History of the Archives
In their present form, the Archives of the Pallottine Fathers & Brothers- Australian Region are of recent origin. Prior to the formation of the Archives files that were regarded of some historical values were stored in boxes after their usefulness in the office filing cabinet came to an end. There were records of property transactions, meetings, contracts, conferences, letters from past members, from Rome etc, all just lumped together as they came out of the office cabinets. Pope John Paul II described archives as places of memory of the Christian community and storehouses of culture for the new evangelisation. He emphasised that the various religious authorities have a responsibility which they cannot ignore; they should preserve both ancient archives and current records.
In the early 1990s Br Wim van Veen had been given the task of collating the history of Tardun. In 1997 Fr Kelvin Kenny SAC was appointed as Archivist, to try to establish some sort of order in the documents that were accumulating in all Pallottine houses around Australia.

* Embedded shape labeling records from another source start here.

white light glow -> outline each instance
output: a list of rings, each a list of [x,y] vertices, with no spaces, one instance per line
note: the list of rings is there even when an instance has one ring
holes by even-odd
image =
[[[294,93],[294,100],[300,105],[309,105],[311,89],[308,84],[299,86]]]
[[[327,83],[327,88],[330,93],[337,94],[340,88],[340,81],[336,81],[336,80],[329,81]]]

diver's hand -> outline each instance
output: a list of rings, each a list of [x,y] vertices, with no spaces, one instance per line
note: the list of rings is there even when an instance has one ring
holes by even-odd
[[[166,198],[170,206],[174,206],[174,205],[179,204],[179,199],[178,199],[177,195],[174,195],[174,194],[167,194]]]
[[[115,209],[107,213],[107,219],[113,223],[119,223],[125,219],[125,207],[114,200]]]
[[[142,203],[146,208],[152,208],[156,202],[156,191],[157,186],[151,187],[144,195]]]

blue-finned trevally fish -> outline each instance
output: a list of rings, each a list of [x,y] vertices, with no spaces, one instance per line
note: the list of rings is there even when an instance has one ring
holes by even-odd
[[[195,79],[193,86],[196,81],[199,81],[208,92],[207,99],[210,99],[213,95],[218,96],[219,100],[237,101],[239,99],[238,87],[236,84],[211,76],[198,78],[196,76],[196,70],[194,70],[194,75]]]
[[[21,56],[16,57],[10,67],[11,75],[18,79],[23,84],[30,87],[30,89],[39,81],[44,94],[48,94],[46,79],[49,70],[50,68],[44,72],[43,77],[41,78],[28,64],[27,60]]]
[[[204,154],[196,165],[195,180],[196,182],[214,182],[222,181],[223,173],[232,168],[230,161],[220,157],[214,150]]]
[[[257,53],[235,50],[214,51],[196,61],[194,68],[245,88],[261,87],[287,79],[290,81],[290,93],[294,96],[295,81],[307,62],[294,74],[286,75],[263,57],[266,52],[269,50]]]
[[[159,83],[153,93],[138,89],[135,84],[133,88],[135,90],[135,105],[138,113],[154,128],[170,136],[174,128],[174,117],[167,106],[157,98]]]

The Pallottines had come to Australia in 1901 to take over the Trappist missions to the Aboriginal people of Beagle Bay in the Kimberley region of Western Australia. In 1935 the Pallottine superior was appointed Bishop. Thus he was both the superior of the Pallottines in Australia and Vicar Apostolic of the Kimberley. When Broome became a diocese, all earlier records held in Broome became Diocesan records and part of the Diocesan archives. The material in this archives dates from the early 30’s when the Society established it’s a community in Kew, Victoria. The Australian Region was promulgated in November 1946 and Kew was the headquarters. The Regional headquarters moved to Rossmoyne, Western Australia in 1984 and back to Kew in 2014.
The main collection is controlled from the rear of the Epiphany Hall at 60 Fifth Avenue, Rossmoyne. There are parts of the collection that reside at Pallotti College, Box Hill, Kew, and at other houses in the west.
Sr Brigida Nialon CSB has published the history of the Pallottines in Australia under the title ‘Nothing is wasted in the household of God’.